Fig. 2.

Wounded Toll^−/− mutants and Dif dl double mutants do not build a continuous actin cable. Embryos of stage 15 were stained for F-actin (phalloidin) and E-cadherin at 2 h after wounding. (A, C, E, and G) are merged images, whereas (B, D, F, and H) show only E-cadherin. Identical settings were used for all images. Areas for the close-ups are outlined by squares in A, C, E, and G. (A, A′, A′′, A′′′, and B) In wild type, wound-edge cells are contracting and the wound is closing. Wound-edge epidermal cells show a continuous actin cable (A′ and A′′). E-cadherin (B and A′′′, arrowheads) is excluded from the membranes facing the wound. (C, C′, C′′, C′′′, and D) In spz embryos, wound-edge cells are contracting and wound closure is similar to wild type. Wound-edge cells have a continuous actin cable (C′ and C′′). E-cadherin (D and C′′′, arrowheads) is not present at the membranes that face the wound. (E, E′, E′′, E′′′, and F) In Toll^−/− embryos, the actin cable is discontinuous.
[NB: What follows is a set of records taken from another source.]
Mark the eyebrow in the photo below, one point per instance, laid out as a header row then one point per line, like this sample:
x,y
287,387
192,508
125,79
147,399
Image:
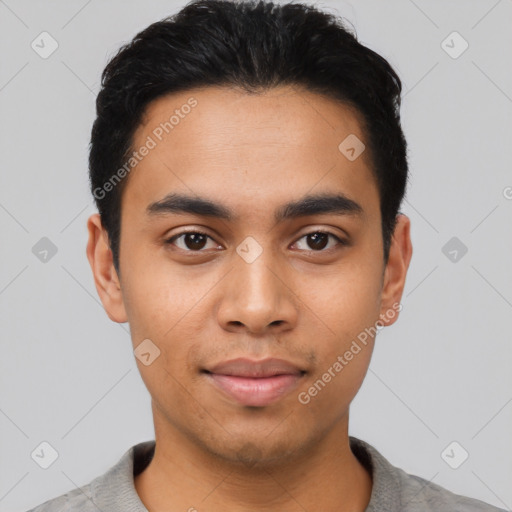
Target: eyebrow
x,y
338,204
Epidermal cells that maintain high levels of E-cadherin at the membranes bordering the gap (E′′′, arrow) do not assemble an actin cable (E′ and E′′, arrow). In wound-edge cells where some actin bundles are assembled (E′ and E′′, arrowhead), E-cadherin is reduced at the membranes facing the gap (E′′′, arrowhead). (G, G′, G′′, G′′′, and H) In Dif dl embryos, the actin cable is discontinuous. Epidermal cells that maintain high levels of E-cadherin at the membranes bordering the gap (G′′′, arrows) do not assemble an actin cable (G′ and G′′, arrows) at the wound margin. (Scale bars: 10 μm.) Images are the maximum z projections of 11.1- to 22-μm stacks (30–55 slices). Close-ups are the maximum z projections of 5.2- to 18.4-μm stacks (14–46 slices).